I try not to let myself ruminate on boys past, and I often don't. With the exception of one. I suppose it was unlikely that we would have ever met, were it not for a single mutual friend. And even the memories that I have are random. A trip here, a storied confession there. Random questions and random locations, and me being ever so clueless. Knowing, yet not knowing. Denial, perhaps, sprinkled with a dash (okay, more than a dash) of ill-fated timing.

But when I explained my theory on timing, I had a friend call me out on this: "What you're doing is romanticizing the fact that you screwed up and were too immature to see what was right in front of you," he said. "Don't relegate this to timing - it's all on you."

Maybe he's right.

But maybe, you can't help what life stage you happened to be in and when, and it happens that way for a reason.

I'm not entirely convinced I believe in 'the one that got away.' Rather, I'm not convinced I want to believe it. Truth be told, it sounds completely one-sided - a creation in retrospect following a need to assign significance to events and possibilities past. I don't know that I like the idea of that. I guess I just don't like the idea of regrets, period, however nebulous. It is in some ways nothing more than a justification of a lack of foresight. And where is the closure in that?
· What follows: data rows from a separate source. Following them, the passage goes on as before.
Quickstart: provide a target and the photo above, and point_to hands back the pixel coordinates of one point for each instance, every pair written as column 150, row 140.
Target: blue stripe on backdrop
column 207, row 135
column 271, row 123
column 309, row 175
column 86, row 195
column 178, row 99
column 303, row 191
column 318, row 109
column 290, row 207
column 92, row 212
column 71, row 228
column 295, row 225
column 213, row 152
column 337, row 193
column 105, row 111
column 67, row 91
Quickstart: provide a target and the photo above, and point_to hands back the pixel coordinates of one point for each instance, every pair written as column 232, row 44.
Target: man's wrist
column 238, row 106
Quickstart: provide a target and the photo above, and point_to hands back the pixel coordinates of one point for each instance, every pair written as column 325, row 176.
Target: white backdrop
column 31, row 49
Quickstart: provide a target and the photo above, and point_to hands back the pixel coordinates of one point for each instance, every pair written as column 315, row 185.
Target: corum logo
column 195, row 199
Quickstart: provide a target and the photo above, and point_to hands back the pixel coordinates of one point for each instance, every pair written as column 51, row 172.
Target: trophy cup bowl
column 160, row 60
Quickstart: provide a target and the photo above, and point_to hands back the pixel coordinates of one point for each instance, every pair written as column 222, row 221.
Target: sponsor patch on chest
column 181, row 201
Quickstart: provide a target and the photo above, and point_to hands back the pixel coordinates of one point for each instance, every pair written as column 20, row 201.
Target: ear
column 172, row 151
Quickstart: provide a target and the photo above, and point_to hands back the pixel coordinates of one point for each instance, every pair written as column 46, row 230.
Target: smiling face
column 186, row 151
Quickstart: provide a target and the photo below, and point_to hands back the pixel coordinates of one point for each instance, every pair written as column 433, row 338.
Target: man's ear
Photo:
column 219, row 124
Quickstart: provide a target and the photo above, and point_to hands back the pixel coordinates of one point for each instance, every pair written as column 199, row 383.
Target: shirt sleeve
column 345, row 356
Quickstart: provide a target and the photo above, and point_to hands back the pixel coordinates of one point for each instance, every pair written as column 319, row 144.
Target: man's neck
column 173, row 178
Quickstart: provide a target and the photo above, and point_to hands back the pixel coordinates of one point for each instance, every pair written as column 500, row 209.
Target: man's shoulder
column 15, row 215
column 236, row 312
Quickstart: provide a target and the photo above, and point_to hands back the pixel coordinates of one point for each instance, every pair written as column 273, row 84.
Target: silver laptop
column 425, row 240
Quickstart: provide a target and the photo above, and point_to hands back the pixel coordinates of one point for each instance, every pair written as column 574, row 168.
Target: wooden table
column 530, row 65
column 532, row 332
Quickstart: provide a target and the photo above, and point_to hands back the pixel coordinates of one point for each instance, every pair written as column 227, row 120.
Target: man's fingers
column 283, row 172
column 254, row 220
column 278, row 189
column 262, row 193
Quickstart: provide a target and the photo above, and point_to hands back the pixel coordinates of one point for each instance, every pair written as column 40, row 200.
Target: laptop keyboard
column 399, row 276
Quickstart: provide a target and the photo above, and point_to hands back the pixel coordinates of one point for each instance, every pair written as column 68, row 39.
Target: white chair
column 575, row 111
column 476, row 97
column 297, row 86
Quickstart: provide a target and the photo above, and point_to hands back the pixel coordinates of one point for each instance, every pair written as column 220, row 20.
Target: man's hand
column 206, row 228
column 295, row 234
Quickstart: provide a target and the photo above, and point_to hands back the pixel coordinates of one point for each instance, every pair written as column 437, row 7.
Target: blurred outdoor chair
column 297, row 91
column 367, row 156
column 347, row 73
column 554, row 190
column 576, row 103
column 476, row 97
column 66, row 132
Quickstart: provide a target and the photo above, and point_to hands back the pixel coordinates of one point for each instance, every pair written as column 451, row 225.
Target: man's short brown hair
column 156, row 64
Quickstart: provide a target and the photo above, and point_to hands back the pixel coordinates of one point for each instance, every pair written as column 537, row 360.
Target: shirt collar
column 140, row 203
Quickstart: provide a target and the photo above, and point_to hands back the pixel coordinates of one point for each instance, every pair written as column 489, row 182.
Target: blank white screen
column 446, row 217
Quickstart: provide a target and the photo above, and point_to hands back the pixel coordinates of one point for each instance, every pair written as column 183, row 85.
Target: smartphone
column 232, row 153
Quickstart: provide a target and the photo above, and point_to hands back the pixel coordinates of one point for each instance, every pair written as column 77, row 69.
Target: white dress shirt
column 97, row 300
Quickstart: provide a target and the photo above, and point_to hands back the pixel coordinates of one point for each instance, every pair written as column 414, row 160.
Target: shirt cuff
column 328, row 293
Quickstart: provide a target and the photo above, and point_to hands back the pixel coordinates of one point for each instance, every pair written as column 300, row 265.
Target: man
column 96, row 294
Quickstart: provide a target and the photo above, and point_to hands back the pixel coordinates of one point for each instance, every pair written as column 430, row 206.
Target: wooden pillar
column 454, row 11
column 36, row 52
Yeah, I wonder. I suppose I'll always wonder. Who knows if it would have even worked? Maybe, maybe not. Although it's been a while, I'm surprised to find he's still there, hiding out in the recesses of my mind, resurfacing in fleeting memories where I felt more alive than I can remember.
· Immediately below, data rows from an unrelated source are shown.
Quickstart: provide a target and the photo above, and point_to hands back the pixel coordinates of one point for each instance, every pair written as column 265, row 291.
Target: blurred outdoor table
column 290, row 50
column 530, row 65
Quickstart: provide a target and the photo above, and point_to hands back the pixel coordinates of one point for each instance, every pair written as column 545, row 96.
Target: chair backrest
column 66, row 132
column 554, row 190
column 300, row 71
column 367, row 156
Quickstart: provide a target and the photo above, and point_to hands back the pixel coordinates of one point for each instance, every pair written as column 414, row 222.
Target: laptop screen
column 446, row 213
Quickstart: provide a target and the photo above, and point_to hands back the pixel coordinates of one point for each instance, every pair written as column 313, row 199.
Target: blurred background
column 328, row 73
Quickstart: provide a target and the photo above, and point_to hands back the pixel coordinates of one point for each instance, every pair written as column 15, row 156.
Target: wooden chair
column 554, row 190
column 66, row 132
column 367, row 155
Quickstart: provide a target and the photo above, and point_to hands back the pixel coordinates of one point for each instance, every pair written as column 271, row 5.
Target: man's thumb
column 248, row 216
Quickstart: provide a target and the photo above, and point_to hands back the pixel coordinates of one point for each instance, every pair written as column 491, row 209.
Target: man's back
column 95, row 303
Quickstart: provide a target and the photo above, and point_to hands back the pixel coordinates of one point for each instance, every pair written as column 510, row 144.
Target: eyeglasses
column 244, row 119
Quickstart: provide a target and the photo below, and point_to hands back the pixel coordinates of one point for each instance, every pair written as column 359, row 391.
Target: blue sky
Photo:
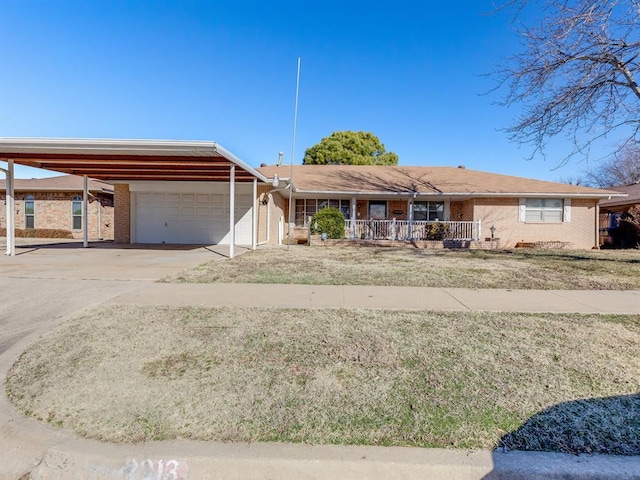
column 411, row 72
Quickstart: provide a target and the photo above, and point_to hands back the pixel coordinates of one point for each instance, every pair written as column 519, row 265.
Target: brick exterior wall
column 277, row 208
column 122, row 220
column 52, row 210
column 462, row 211
column 502, row 213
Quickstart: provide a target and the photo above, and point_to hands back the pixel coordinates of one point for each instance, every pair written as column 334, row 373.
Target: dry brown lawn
column 348, row 265
column 463, row 380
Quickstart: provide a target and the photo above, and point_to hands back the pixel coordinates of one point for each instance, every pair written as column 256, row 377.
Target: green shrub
column 330, row 221
column 436, row 231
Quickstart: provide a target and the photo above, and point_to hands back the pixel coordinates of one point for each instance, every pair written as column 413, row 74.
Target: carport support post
column 254, row 217
column 232, row 209
column 85, row 211
column 11, row 211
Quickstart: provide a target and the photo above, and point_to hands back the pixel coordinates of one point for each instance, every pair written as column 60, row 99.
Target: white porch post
column 11, row 210
column 410, row 219
column 353, row 217
column 85, row 211
column 254, row 216
column 232, row 209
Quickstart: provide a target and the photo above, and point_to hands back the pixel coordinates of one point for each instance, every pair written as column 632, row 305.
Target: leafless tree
column 623, row 168
column 576, row 74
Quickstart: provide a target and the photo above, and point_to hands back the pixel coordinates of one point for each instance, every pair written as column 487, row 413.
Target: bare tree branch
column 577, row 74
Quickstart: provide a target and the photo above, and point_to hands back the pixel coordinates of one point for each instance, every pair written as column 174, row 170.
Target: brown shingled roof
column 62, row 183
column 632, row 190
column 424, row 180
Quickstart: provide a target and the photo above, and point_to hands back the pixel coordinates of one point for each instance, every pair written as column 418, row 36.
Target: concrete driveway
column 46, row 283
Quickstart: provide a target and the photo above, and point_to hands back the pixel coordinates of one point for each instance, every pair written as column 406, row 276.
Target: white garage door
column 190, row 218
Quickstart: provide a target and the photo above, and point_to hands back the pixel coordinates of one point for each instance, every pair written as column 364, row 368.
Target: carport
column 166, row 191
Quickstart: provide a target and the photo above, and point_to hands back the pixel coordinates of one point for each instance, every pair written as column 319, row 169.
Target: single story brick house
column 447, row 203
column 194, row 192
column 56, row 203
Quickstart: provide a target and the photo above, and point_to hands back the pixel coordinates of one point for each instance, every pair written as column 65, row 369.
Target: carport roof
column 120, row 160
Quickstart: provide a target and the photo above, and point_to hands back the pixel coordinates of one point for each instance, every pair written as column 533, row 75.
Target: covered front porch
column 412, row 230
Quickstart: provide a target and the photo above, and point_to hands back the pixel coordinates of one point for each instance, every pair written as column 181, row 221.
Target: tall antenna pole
column 293, row 153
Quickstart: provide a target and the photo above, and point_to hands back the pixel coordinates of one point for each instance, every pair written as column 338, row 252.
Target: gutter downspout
column 85, row 211
column 232, row 209
column 267, row 195
column 11, row 211
column 597, row 244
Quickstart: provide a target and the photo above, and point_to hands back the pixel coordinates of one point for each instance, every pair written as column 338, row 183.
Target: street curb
column 181, row 460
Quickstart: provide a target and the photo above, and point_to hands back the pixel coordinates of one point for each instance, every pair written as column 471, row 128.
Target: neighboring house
column 56, row 203
column 446, row 203
column 612, row 209
column 193, row 192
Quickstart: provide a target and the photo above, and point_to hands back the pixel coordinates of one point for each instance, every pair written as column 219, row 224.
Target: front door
column 377, row 210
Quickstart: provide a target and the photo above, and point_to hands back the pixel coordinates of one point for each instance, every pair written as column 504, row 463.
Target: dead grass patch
column 385, row 266
column 463, row 380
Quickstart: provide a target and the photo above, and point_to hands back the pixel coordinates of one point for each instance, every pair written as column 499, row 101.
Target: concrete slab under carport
column 106, row 260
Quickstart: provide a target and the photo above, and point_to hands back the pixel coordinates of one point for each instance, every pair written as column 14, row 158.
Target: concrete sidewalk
column 392, row 298
column 64, row 281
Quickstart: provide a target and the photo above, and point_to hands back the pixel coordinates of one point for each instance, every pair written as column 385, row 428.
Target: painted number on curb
column 156, row 470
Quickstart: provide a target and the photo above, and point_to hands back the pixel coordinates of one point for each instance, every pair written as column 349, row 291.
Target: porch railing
column 417, row 230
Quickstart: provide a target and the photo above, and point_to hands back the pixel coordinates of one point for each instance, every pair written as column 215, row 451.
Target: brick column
column 122, row 213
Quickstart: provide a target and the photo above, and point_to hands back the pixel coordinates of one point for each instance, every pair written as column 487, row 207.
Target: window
column 76, row 212
column 306, row 208
column 377, row 210
column 544, row 210
column 29, row 212
column 428, row 211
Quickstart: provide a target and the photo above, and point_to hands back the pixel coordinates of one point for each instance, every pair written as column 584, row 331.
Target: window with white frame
column 544, row 210
column 307, row 207
column 428, row 211
column 29, row 212
column 76, row 212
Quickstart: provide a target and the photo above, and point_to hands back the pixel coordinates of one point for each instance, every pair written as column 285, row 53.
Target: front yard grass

But things happen for a reason. And I'm a firm believer of that.

Tuesday, February 10, 2009

Defying Gravity.

It's a Saturday afternoon, you walk into this place, and the regulars are doing their thing on various apparatus. Scott, the instructor, greets you, and you immediately take a liking to him and his quips. It's almost like a regular gymnastics gym - chalk bins and flexible people stretching and practicing handstands against the walls. And then you look up and see the net and trapeze bars and wonder how on earth this place came to exist. But you're glad it did.

And then you start watching the people around you. One starts bounding on the trampoline - using his body rather than feet. Bouncing off his chest, reaching the heights of the trampoline net. And in the corner of your eye, you see the guy juggling what resembles 8 orange bowling pins. The girl who was stretching on the mats next to you is now spinning upside down, contorting into forms seemingly unnatural to humans.

And then you snap back to reality and remember why you're here - trapeze. Trapeze, like surfing, is one of those things you figure would just come naturally to you. On your first attempt, you'd master the catch and release without a second thought. It looked easy enough.. on tv, that is.

Dora and Jennings saunter over and spot you as they walk you through the steps to trapezing. Step 1: Practice swinging your legs over a practice bar while Dora gives your butt a little shove. Step 2: Practice on actual trapeze bar, 20 feet in the air. Whatever happened to steps 1a, b, and z?

But all delusion melts away as you climb the long ladder to the podium. And as you grab the bar, right hand, then left, step off the podium and screeeeeeaaaam, the terror/delight/exhilaration rushes to you, and for that moment, you feel more alive than you have in ages.